Ohne Trainer aber mit großer Zuversicht starten die Handballerinnen der FSG Biblis/Gernsheim am Samstag um 16 Uhr mit dem Heimspiel in der Bibliser Pfaffenauhalle gegen die HSG Fürth/Krumbach II in die neue Saison: Als Absteiger aus der Bezirksoberliga wollen sich die Gurkenstädterinnen nun in der A-Liga von Beginn an im vorderen Drittel festsetzen und am Ende auch ein Wörtchen um den Aufstieg mitreden.
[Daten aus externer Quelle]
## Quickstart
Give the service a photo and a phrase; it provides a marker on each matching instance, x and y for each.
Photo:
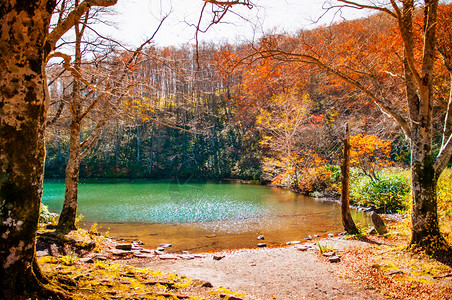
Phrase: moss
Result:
(104, 280)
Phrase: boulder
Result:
(293, 243)
(143, 255)
(125, 246)
(157, 252)
(218, 256)
(329, 254)
(186, 256)
(120, 252)
(42, 253)
(302, 247)
(371, 231)
(168, 256)
(334, 259)
(380, 226)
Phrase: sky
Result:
(136, 20)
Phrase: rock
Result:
(302, 248)
(100, 257)
(293, 243)
(42, 253)
(54, 251)
(168, 256)
(127, 247)
(395, 272)
(87, 260)
(207, 284)
(371, 231)
(230, 297)
(143, 255)
(120, 252)
(218, 256)
(380, 226)
(334, 259)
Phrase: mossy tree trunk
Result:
(25, 43)
(23, 30)
(347, 221)
(68, 215)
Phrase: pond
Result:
(199, 216)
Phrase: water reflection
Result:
(200, 217)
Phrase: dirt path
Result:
(277, 273)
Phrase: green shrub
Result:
(46, 216)
(390, 192)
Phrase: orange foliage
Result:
(369, 153)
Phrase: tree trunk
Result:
(347, 221)
(68, 215)
(23, 30)
(66, 222)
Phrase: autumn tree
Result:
(281, 123)
(370, 153)
(368, 63)
(26, 44)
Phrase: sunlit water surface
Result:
(199, 216)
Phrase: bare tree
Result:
(416, 121)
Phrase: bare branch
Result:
(384, 107)
(72, 19)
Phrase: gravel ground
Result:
(268, 273)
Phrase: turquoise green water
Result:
(199, 216)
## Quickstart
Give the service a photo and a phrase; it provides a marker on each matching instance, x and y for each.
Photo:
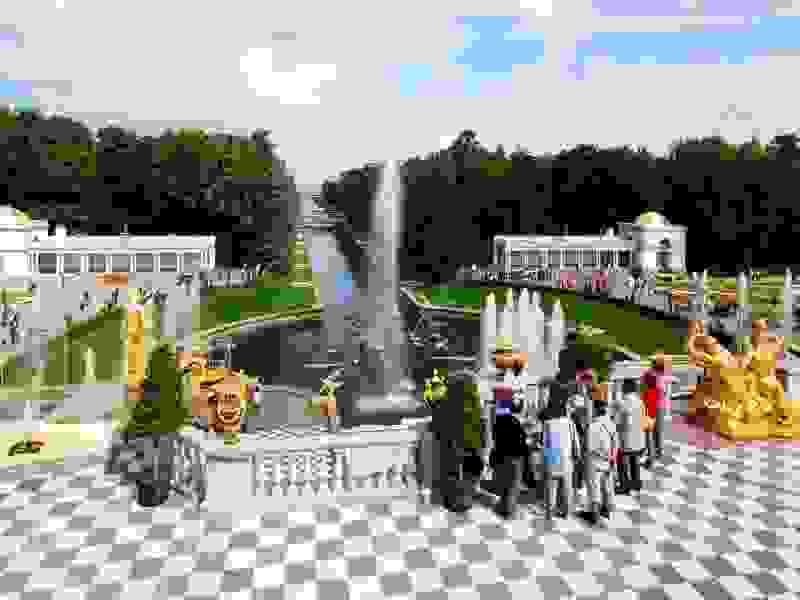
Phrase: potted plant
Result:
(158, 413)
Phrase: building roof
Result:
(141, 243)
(536, 242)
(652, 218)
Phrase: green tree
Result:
(161, 409)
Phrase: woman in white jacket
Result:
(628, 413)
(603, 448)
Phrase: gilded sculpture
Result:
(741, 396)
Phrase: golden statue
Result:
(740, 396)
(762, 363)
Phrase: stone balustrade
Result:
(354, 465)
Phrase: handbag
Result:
(614, 453)
(649, 400)
(648, 422)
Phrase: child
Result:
(510, 449)
(603, 450)
(631, 437)
(562, 450)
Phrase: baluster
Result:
(291, 487)
(258, 461)
(336, 471)
(276, 475)
(318, 467)
(347, 477)
(305, 469)
(393, 476)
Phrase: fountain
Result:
(378, 385)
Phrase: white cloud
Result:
(154, 64)
(542, 8)
(292, 87)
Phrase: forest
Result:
(186, 182)
(738, 202)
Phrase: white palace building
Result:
(650, 242)
(26, 249)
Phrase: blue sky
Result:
(493, 45)
(379, 80)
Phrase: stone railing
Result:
(354, 465)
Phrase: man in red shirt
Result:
(656, 398)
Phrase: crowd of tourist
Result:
(556, 449)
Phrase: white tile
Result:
(327, 531)
(742, 563)
(426, 580)
(177, 565)
(365, 588)
(739, 586)
(337, 568)
(682, 591)
(267, 576)
(638, 576)
(790, 578)
(240, 558)
(583, 584)
(484, 573)
(691, 570)
(446, 556)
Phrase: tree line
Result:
(736, 201)
(185, 182)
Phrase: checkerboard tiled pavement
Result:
(711, 524)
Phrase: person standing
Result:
(561, 451)
(628, 411)
(656, 381)
(603, 452)
(457, 427)
(510, 449)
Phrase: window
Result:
(97, 263)
(664, 258)
(191, 261)
(48, 264)
(72, 263)
(571, 258)
(120, 263)
(144, 263)
(168, 262)
(589, 258)
(554, 258)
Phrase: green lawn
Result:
(624, 327)
(274, 296)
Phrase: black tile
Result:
(768, 560)
(767, 584)
(234, 580)
(653, 594)
(711, 590)
(717, 566)
(666, 573)
(552, 587)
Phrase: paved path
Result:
(709, 524)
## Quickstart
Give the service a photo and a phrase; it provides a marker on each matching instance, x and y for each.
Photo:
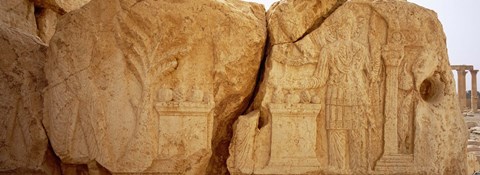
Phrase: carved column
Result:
(474, 97)
(462, 92)
(391, 159)
(392, 57)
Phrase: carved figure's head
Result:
(345, 26)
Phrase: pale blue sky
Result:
(461, 23)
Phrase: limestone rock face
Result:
(18, 14)
(62, 6)
(289, 20)
(150, 86)
(23, 142)
(370, 91)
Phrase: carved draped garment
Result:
(343, 68)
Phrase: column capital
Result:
(461, 72)
(473, 72)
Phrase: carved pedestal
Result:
(183, 132)
(294, 134)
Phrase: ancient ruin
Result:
(461, 73)
(227, 87)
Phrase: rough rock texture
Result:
(61, 6)
(18, 14)
(290, 20)
(24, 147)
(370, 91)
(151, 86)
(46, 22)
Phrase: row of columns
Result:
(462, 92)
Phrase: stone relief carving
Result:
(146, 87)
(351, 97)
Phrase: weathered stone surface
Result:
(46, 22)
(18, 14)
(289, 20)
(151, 86)
(61, 6)
(23, 143)
(370, 91)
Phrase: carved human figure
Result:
(343, 69)
(343, 64)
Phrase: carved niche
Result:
(347, 98)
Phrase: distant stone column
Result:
(474, 97)
(462, 92)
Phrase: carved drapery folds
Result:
(367, 92)
(146, 86)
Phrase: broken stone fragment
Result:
(151, 86)
(384, 95)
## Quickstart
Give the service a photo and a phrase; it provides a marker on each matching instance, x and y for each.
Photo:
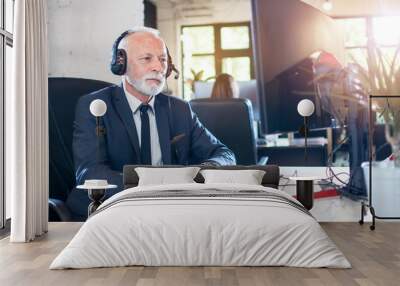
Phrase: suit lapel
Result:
(162, 120)
(125, 113)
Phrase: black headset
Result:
(119, 59)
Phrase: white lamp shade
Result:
(327, 6)
(98, 107)
(305, 107)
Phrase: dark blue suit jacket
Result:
(105, 158)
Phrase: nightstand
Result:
(305, 190)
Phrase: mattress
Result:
(201, 225)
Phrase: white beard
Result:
(141, 85)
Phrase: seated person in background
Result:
(225, 87)
(143, 125)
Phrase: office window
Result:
(360, 32)
(209, 50)
(6, 43)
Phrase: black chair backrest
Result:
(231, 121)
(63, 96)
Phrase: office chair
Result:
(63, 96)
(231, 121)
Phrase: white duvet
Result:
(183, 231)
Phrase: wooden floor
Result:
(374, 255)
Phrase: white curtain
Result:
(27, 123)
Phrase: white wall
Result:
(81, 35)
(359, 7)
(172, 17)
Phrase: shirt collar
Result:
(135, 103)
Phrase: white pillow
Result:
(248, 177)
(164, 176)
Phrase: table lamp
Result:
(305, 108)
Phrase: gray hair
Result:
(123, 42)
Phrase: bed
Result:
(201, 224)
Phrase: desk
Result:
(294, 155)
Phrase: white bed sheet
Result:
(200, 231)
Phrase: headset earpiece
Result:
(118, 57)
(119, 67)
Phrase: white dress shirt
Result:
(134, 104)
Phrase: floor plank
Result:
(374, 255)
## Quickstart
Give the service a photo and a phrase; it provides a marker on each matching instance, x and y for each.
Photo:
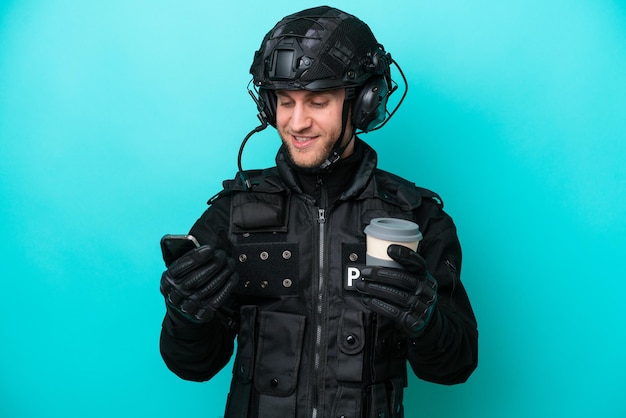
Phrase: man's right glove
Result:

Dass der neue Coach Bernd Seibert nicht dabei sein wird – er weilt noch in einem lange geplanten Urlaub auf Bali – sollte gegen die Odenwälderinnen nicht ins Gewicht fallen. 

 

Seiberth wird auf der Bank von der verletzten Spielerin Steffi Weger vertreten, nachdem das Training in weiten Teilen von Liboria Romano geleitet wurde. „Ich habe ein gutes Gefühl“, gab der Coach dem Team mit auf den Weg und meinte damit die gut verlaufende Vorbereitung.

 

Dass mit Fürth/Krumbach zum Start ein Gegner kommt, der eher in der hinteren Tabellenhälfte zu finden sein wird – das Saisonziel der HSG ist der Klassenerhalt – sollte Biblis gerade recht kommen. „Ganz wichtig wird sein, dass wir mit Spaß an die Sache herangehen. Und wenn man erfolgreich ist, dann macht das natürlich mehr Spaß, als wenn man verliert“, so Seiberth, der damit an die letzten Spielzeiten der FSG erinnert. 

 

„Man hat schon gemerkt, dass die letzten Runden, als man in der Bezirksoberliga immer hinten drin steckte, nicht gut für das Team waren. Das hat an der Moral gekratzt“, erklärte der erfahrene Trainer, der seine Mannschaft in der Bezirksliga A auch genau richtig aufgehoben sieht – zumindest für ein Jahr.